21.10.14 (3/5ページ)
Vol.17

美味しい連鎖を生み出すために

こうして様々な試作を通してこの新素材のことを、身をもって理解していったわけだが、ホールフルーツチョコレートは、いくら「チョコレート」という馴染みのある名前の材料であっても、今まで使っていたチョコレートの一部をそれに置き換えて、という単純な変換では成り立たないような新しい素材。


前述したが、カカオフルーツ1個全体を100%としたら、今までのチョコレートはその30%分。 ホールフルーツは残りの70%も加わったものなので、それを考えるだけでも今までのチョコレートとは全く違うもの、というのが伝わるだろうか。


つまり、今の状況は、チョコレートと初めて出会った先人が、これをお菓子づくりに生かすにはどうしたらいいかを一生懸命考えていた時代と同じような状況、ということになる。 使い方の分からない未知の素材との遭遇である。


ただ、今回分からないところからスタートしたが、カカオポッドの繊維を入れることによってしか生まれない質感や食感があるということに気づくことができた。まだ試作はしていないが、もしかしたらバウムクーヘンには向いているかもしれない。

食物繊維がいい働きをして生地がしっとりとしていい感じになるのではないか、という気がしている。


ホールフルーツチョコレートとどれだけ真剣に向き合ったかが伝わっただろうか。 その一方で「開発者がどう使ったらいいかわからない素材って、そんなことあるのか?」と疑問が浮かんだかもしれない。


メーカーさんにも契約されているシェフがおられて、自社商品を使ってたくさんのメニュー開発をされているのが一般的だが、今回のホールフルーツ~はそういったことを飛び越えて、世界中に声をかけたのである。 背景には、業界を引っ張っていかなければいけないという責任や、もっと考えを同じにする競合他社が現れて業界全体の取り組みにしていきたい、という声かけの側面もあるのかもしれない。

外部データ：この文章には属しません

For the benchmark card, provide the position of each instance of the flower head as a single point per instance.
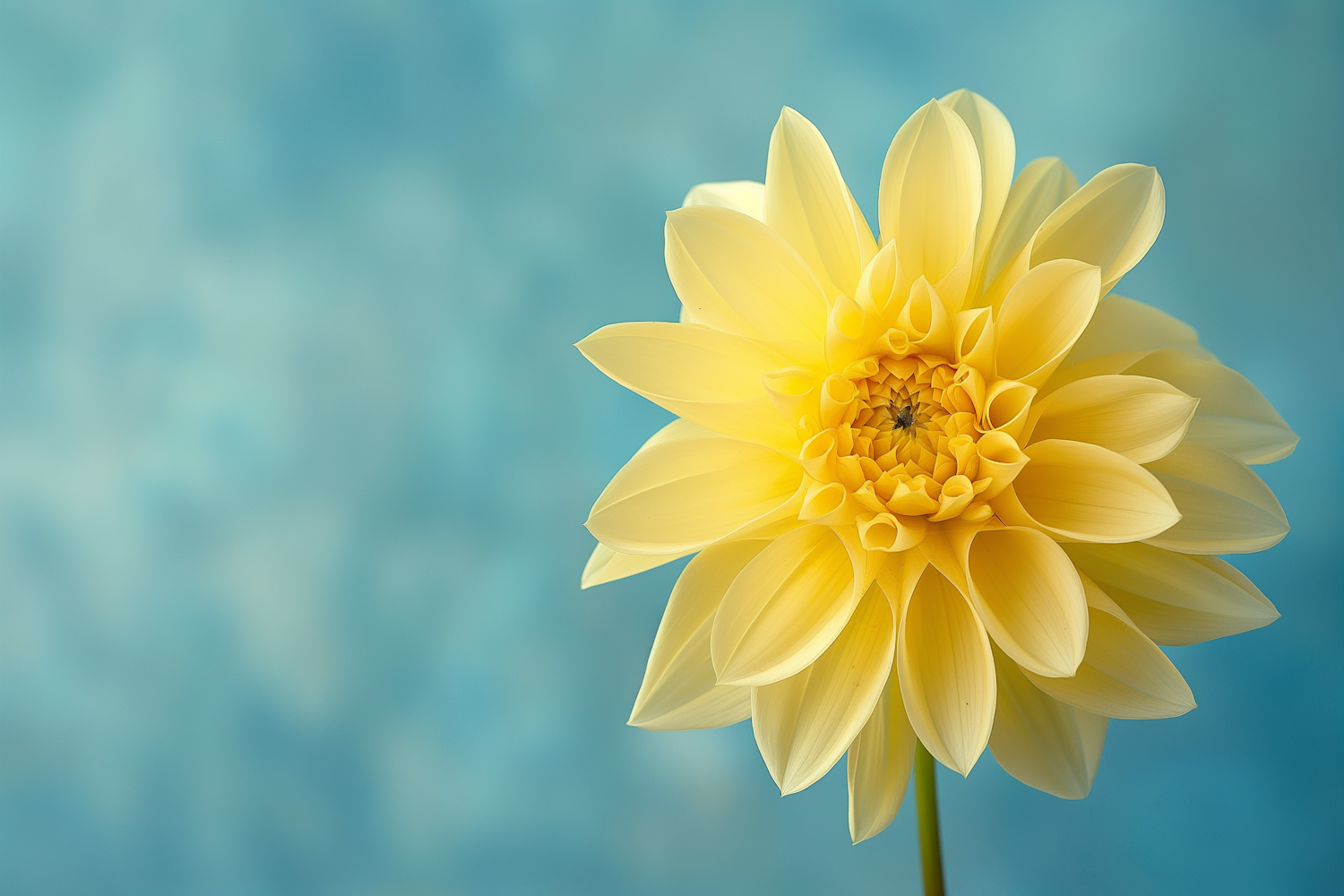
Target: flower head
(941, 484)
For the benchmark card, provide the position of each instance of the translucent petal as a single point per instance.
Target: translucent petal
(738, 276)
(1042, 742)
(806, 202)
(946, 673)
(879, 764)
(679, 688)
(785, 607)
(685, 495)
(1124, 675)
(1137, 417)
(804, 723)
(1225, 506)
(1030, 598)
(1175, 598)
(1089, 493)
(709, 378)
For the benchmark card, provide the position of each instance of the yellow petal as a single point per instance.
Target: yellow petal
(607, 564)
(738, 276)
(1042, 742)
(806, 723)
(879, 764)
(1233, 416)
(679, 688)
(997, 151)
(1089, 493)
(946, 673)
(1225, 506)
(929, 201)
(808, 203)
(785, 607)
(1124, 675)
(685, 495)
(746, 196)
(709, 378)
(1042, 316)
(1038, 191)
(1139, 417)
(1124, 325)
(1110, 222)
(1175, 598)
(1030, 598)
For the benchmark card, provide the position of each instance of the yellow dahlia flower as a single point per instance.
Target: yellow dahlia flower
(940, 484)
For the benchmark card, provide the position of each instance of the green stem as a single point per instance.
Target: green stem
(926, 799)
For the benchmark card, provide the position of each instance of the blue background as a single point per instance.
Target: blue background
(295, 447)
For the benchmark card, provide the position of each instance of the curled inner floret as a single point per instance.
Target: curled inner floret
(908, 441)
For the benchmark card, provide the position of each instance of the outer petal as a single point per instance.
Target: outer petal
(1175, 598)
(879, 764)
(746, 196)
(738, 276)
(1042, 316)
(1038, 191)
(1112, 222)
(1124, 325)
(808, 203)
(685, 495)
(1089, 493)
(785, 607)
(1042, 742)
(679, 686)
(929, 199)
(1233, 416)
(1137, 417)
(806, 723)
(1030, 598)
(1225, 506)
(946, 673)
(607, 564)
(710, 378)
(997, 152)
(1124, 675)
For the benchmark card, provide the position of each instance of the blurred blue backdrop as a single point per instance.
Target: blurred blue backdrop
(295, 447)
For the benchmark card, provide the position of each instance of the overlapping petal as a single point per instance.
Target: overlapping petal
(679, 688)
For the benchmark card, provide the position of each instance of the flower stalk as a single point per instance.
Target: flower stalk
(926, 799)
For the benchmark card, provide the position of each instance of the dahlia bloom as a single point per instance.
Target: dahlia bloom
(941, 485)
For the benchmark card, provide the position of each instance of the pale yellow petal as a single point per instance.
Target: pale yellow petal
(946, 673)
(607, 564)
(685, 495)
(1175, 598)
(1233, 416)
(879, 764)
(1124, 325)
(746, 196)
(804, 723)
(1038, 191)
(1124, 673)
(997, 152)
(1042, 316)
(1042, 742)
(1030, 598)
(738, 276)
(1225, 506)
(785, 607)
(679, 688)
(806, 202)
(929, 201)
(1139, 417)
(1110, 222)
(706, 376)
(1090, 493)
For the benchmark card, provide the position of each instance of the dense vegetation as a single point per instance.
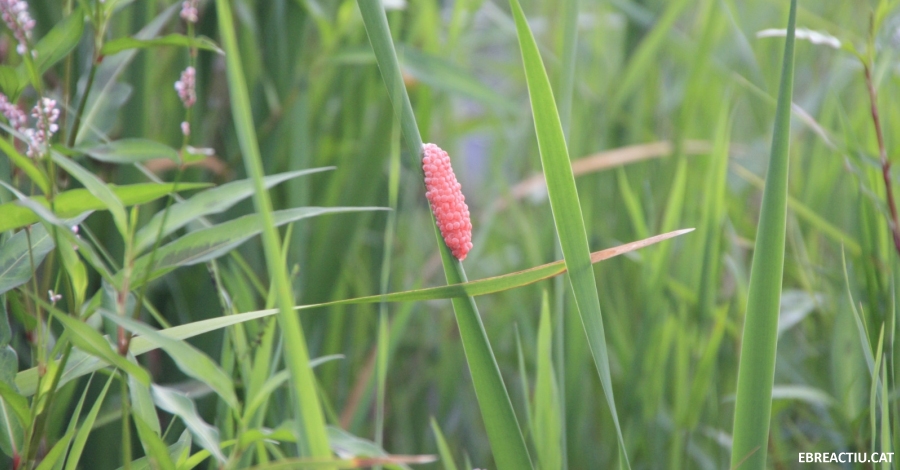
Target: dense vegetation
(147, 143)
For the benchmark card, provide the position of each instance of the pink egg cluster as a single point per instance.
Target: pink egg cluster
(447, 202)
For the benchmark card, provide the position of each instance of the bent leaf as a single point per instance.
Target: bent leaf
(189, 359)
(123, 44)
(210, 243)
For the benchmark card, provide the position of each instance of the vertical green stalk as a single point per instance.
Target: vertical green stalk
(500, 421)
(312, 438)
(756, 372)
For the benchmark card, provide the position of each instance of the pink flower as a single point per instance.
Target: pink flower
(185, 87)
(15, 15)
(16, 117)
(448, 204)
(189, 11)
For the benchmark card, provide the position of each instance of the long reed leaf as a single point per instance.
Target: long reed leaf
(503, 430)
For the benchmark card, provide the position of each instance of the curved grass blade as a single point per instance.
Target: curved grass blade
(130, 151)
(503, 430)
(566, 208)
(309, 418)
(756, 370)
(190, 360)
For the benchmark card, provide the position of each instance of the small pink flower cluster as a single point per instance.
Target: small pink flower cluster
(448, 204)
(15, 15)
(186, 87)
(46, 114)
(189, 11)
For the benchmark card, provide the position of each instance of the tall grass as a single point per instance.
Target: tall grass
(345, 335)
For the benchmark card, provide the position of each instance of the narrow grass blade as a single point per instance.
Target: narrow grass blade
(190, 360)
(211, 201)
(313, 440)
(503, 430)
(210, 243)
(566, 208)
(90, 341)
(75, 201)
(756, 370)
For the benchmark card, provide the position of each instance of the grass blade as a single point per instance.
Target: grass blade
(566, 208)
(310, 421)
(756, 370)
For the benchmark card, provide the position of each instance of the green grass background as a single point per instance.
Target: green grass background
(639, 72)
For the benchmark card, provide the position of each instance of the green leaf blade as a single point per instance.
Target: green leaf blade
(566, 207)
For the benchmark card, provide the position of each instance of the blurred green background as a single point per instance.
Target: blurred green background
(691, 77)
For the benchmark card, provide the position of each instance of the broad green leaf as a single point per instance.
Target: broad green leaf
(211, 201)
(130, 151)
(80, 364)
(443, 449)
(75, 201)
(180, 405)
(547, 430)
(97, 188)
(90, 341)
(25, 164)
(189, 359)
(566, 209)
(309, 416)
(756, 369)
(85, 427)
(210, 243)
(15, 259)
(57, 44)
(142, 403)
(123, 44)
(15, 402)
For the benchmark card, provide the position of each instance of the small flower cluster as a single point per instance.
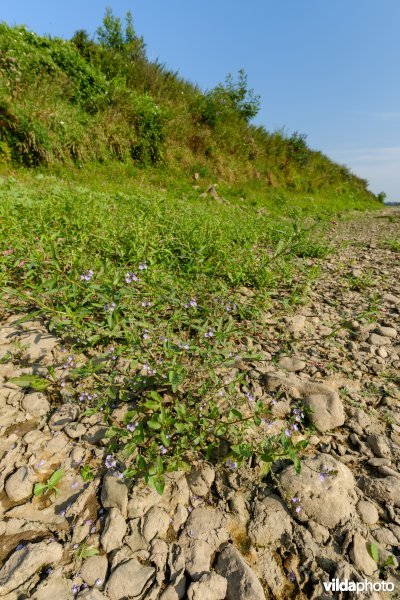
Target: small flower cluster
(191, 304)
(85, 396)
(110, 307)
(87, 276)
(130, 277)
(298, 507)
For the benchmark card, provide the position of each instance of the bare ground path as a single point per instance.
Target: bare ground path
(215, 534)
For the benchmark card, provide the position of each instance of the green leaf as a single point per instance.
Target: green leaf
(373, 552)
(88, 552)
(39, 384)
(151, 404)
(55, 477)
(39, 489)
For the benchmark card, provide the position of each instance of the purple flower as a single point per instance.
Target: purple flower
(192, 303)
(87, 276)
(110, 307)
(129, 277)
(110, 461)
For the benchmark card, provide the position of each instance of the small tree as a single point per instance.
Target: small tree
(111, 34)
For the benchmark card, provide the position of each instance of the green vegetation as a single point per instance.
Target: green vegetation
(108, 231)
(50, 485)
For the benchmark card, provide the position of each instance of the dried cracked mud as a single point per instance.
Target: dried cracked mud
(224, 534)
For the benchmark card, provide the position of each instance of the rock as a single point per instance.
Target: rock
(270, 522)
(24, 563)
(296, 324)
(379, 340)
(391, 298)
(242, 581)
(155, 523)
(91, 595)
(114, 493)
(136, 541)
(327, 499)
(94, 569)
(360, 556)
(129, 579)
(96, 435)
(206, 524)
(368, 512)
(56, 587)
(379, 446)
(19, 486)
(386, 331)
(200, 480)
(62, 416)
(75, 430)
(197, 558)
(36, 404)
(211, 586)
(114, 530)
(292, 364)
(169, 593)
(385, 489)
(327, 408)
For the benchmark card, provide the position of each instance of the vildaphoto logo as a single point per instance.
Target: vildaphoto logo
(346, 585)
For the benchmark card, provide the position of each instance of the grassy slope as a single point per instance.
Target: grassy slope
(113, 189)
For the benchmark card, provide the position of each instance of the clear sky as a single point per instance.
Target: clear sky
(326, 68)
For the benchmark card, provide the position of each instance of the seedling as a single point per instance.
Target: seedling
(51, 485)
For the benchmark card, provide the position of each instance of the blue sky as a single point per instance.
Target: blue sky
(329, 69)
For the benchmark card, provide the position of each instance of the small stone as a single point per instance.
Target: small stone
(379, 340)
(242, 581)
(270, 522)
(114, 493)
(93, 569)
(19, 486)
(368, 512)
(129, 579)
(27, 561)
(360, 556)
(200, 480)
(326, 406)
(75, 430)
(93, 594)
(296, 324)
(114, 531)
(324, 491)
(211, 587)
(386, 331)
(379, 446)
(198, 558)
(292, 364)
(385, 489)
(36, 404)
(155, 523)
(55, 587)
(62, 416)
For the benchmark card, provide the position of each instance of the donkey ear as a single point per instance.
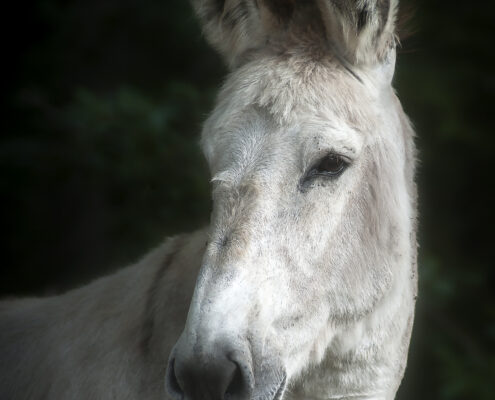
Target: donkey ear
(230, 26)
(235, 26)
(363, 31)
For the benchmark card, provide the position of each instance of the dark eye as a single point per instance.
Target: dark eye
(331, 165)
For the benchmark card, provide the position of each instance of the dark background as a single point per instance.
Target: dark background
(102, 103)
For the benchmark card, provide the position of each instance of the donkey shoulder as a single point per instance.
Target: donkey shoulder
(97, 341)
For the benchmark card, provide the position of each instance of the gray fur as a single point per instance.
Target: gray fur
(314, 279)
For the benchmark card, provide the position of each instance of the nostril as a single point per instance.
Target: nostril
(241, 383)
(237, 385)
(173, 386)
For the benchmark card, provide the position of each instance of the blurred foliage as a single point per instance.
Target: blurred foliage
(101, 109)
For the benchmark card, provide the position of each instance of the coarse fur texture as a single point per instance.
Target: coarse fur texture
(303, 286)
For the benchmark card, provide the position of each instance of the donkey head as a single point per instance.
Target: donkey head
(308, 278)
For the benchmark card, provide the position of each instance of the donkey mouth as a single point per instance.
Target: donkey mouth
(281, 388)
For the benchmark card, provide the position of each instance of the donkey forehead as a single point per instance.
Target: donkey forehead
(290, 106)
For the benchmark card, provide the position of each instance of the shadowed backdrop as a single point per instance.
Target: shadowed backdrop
(102, 104)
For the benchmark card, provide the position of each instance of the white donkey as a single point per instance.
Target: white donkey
(305, 282)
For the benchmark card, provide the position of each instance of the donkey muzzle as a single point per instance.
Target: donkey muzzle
(221, 373)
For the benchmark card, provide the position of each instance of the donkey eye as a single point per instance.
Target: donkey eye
(332, 165)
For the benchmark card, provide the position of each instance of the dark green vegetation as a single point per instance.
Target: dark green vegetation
(102, 103)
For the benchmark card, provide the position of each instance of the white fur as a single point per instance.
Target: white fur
(317, 279)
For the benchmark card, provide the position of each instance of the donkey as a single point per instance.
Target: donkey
(304, 284)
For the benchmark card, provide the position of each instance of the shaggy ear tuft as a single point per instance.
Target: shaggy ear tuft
(363, 31)
(231, 26)
(234, 27)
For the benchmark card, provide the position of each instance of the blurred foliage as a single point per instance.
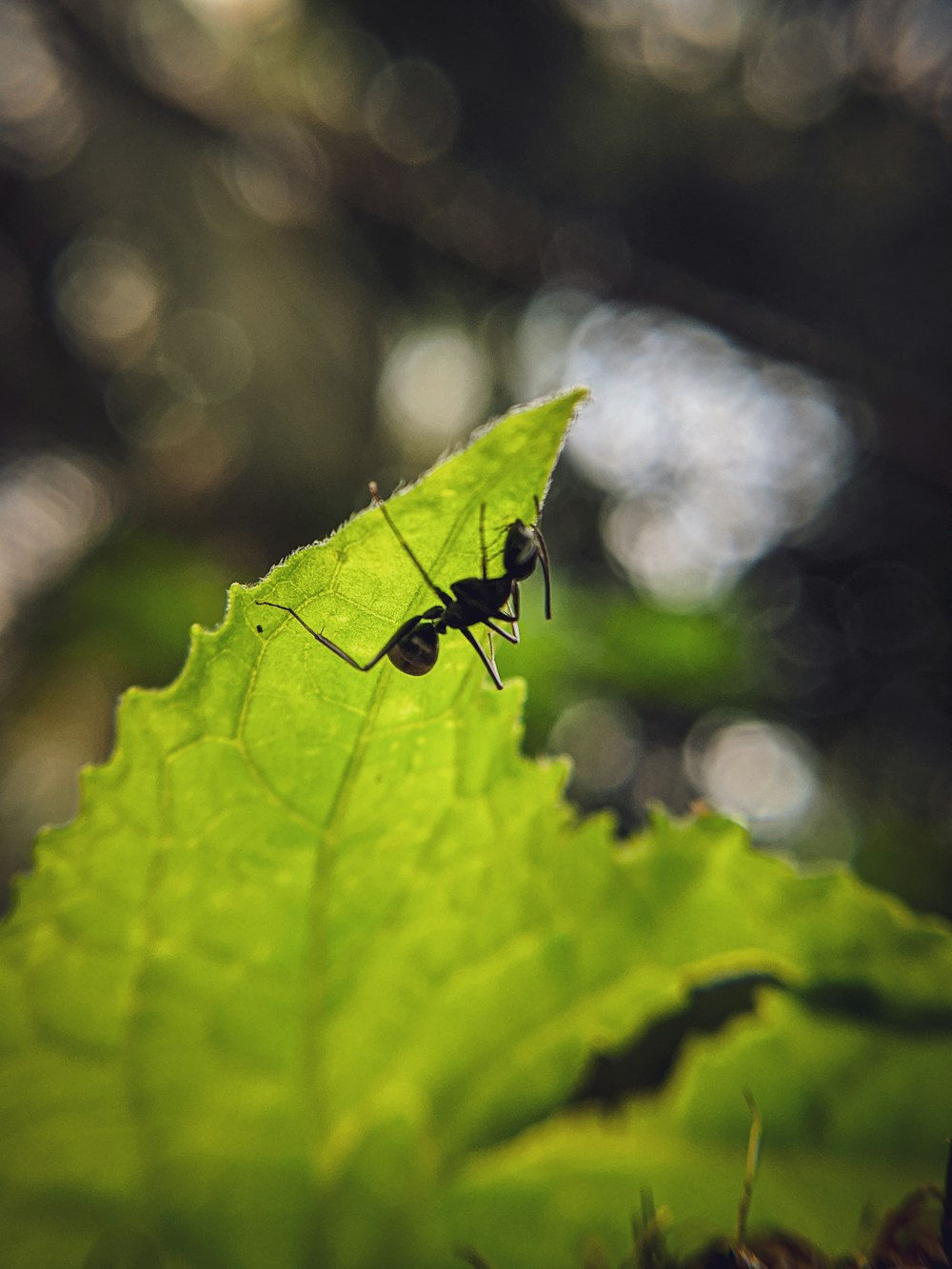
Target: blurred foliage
(258, 1020)
(254, 252)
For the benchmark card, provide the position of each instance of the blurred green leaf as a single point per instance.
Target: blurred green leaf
(856, 1115)
(322, 943)
(607, 643)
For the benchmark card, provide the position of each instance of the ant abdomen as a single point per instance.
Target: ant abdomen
(417, 652)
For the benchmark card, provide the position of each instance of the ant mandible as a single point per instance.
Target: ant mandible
(414, 647)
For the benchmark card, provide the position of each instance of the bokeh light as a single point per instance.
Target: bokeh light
(53, 506)
(411, 110)
(710, 456)
(107, 298)
(605, 743)
(436, 382)
(42, 121)
(758, 770)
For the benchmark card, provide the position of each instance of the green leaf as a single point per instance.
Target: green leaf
(323, 952)
(856, 1116)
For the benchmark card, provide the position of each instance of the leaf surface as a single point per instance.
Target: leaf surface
(322, 951)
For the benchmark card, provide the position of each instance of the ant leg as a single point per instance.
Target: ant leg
(510, 637)
(409, 625)
(490, 665)
(544, 561)
(441, 594)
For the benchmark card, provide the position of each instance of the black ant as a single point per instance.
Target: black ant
(414, 647)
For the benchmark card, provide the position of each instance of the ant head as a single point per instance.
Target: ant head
(521, 549)
(417, 651)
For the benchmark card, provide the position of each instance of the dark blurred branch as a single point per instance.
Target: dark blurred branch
(508, 236)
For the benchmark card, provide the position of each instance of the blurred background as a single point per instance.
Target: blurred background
(257, 251)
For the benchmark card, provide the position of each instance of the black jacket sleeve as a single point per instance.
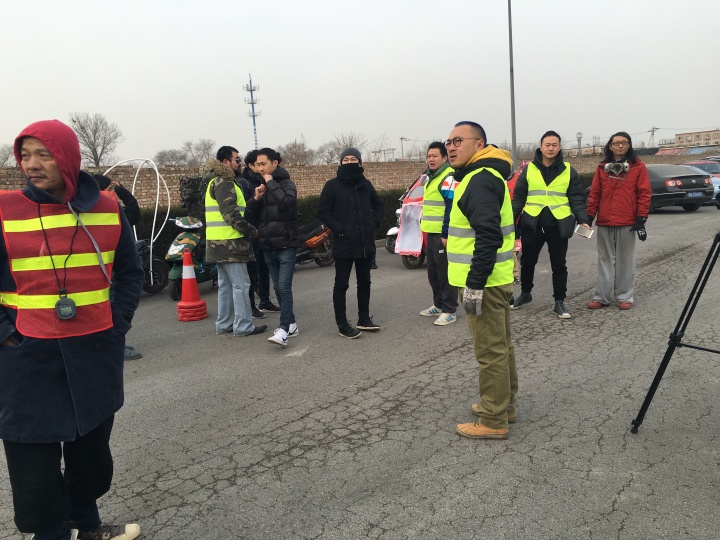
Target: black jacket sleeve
(576, 198)
(132, 208)
(481, 204)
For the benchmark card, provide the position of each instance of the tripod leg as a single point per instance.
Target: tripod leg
(656, 382)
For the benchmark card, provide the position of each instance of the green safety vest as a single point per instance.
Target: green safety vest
(461, 239)
(553, 195)
(216, 226)
(433, 203)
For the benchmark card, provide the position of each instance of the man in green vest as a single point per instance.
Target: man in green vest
(548, 198)
(481, 237)
(434, 222)
(228, 236)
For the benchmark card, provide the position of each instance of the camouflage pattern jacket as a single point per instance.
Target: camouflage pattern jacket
(223, 191)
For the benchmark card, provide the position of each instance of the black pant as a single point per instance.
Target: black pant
(343, 267)
(444, 294)
(44, 497)
(533, 242)
(259, 276)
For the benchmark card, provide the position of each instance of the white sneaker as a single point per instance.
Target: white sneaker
(279, 337)
(430, 312)
(445, 319)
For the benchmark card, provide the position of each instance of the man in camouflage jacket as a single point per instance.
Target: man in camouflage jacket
(224, 247)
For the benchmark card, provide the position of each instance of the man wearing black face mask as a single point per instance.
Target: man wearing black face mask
(351, 208)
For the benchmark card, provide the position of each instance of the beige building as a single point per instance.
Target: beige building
(698, 138)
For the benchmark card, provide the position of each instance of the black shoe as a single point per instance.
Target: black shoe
(560, 310)
(524, 298)
(348, 331)
(268, 307)
(367, 325)
(258, 330)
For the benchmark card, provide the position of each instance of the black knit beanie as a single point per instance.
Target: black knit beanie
(351, 152)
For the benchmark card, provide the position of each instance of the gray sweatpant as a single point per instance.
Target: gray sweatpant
(616, 264)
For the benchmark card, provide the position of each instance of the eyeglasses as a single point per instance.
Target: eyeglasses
(457, 140)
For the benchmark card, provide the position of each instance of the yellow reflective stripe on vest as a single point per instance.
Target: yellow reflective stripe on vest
(76, 260)
(461, 240)
(56, 222)
(47, 301)
(434, 204)
(216, 226)
(553, 195)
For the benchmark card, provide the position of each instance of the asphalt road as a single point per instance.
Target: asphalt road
(330, 438)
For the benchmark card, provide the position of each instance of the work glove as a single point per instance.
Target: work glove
(472, 301)
(639, 228)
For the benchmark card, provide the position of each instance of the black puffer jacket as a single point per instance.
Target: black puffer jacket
(276, 213)
(351, 208)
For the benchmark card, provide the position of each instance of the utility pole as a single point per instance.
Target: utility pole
(252, 102)
(512, 88)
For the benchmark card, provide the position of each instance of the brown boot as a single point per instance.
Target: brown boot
(512, 415)
(475, 430)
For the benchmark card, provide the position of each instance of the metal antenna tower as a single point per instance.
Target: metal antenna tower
(252, 101)
(652, 130)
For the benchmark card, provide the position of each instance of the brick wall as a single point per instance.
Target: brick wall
(309, 180)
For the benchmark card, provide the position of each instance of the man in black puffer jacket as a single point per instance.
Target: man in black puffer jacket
(274, 209)
(351, 208)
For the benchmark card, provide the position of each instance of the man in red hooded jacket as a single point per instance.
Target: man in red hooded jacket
(62, 336)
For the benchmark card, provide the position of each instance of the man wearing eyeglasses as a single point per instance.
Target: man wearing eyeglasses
(228, 237)
(481, 238)
(548, 199)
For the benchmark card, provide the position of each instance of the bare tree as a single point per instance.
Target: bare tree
(98, 137)
(170, 157)
(198, 153)
(7, 156)
(297, 153)
(330, 151)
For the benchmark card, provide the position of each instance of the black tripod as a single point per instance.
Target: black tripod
(677, 335)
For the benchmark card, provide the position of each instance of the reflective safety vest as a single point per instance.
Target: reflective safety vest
(217, 227)
(461, 239)
(434, 204)
(75, 261)
(553, 195)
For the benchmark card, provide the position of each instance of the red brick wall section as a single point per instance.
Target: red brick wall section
(309, 180)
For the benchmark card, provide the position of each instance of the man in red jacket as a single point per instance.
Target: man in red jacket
(620, 200)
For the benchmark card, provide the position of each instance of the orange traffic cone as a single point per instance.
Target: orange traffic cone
(191, 307)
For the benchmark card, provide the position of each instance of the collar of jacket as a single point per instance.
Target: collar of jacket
(432, 175)
(215, 168)
(490, 156)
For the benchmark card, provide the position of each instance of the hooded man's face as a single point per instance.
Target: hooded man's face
(41, 168)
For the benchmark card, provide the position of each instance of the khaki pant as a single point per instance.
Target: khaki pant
(495, 355)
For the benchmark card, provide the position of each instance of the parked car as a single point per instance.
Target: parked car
(708, 167)
(675, 185)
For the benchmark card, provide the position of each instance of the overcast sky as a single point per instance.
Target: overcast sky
(171, 71)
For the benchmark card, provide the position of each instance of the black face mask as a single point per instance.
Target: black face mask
(350, 170)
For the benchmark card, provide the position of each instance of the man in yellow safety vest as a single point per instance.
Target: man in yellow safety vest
(481, 238)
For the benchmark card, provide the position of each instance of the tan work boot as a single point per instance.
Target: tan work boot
(475, 430)
(512, 415)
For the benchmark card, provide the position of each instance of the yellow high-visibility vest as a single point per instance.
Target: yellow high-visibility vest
(216, 226)
(552, 195)
(433, 203)
(461, 239)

僕に素晴らしい素材を提供してくださる生産者の皆さんは、上記でいう「私がやりました」と判を押し続けてこられた方々だ。 その努力に敬意と、改めて感謝を申し上げたい。 皆さんの力強いモノづくりが僕の作品に力を与えてくれる。 だから、お客様に伝わるものになる。 僕は消費者の皆さんに届ける側であるが、生産者の皆さんからは受け取る側の立場。 受け取る側の責任を果たすために、妥協せず、モノづくりに全力で取り組んでいる。


また、細かい部分では国の違いで味の感じ方も用途も違うので、求める味が違うという点である。 サンフランシスコのイベントの場で、各国のシェフがステージで感想や印象についてコメントをする時間があったが、実際にフランス人は「このままでは酸味が強すぎるから、弱めてほしい」というリクエストを出していた。


そういった意見をしっかり聞いて開発に活かすことが、世界を巻き込むうえでは必要不可欠だと考えたのだろう。 しかし、実はこの後に述べる理由のほうが的を射ているかもしれない。 それは、「カカオポッドを捨てずに使うことでごみを減らせるし、カカオ生産者の皆さんの収入も増加する」という理由である。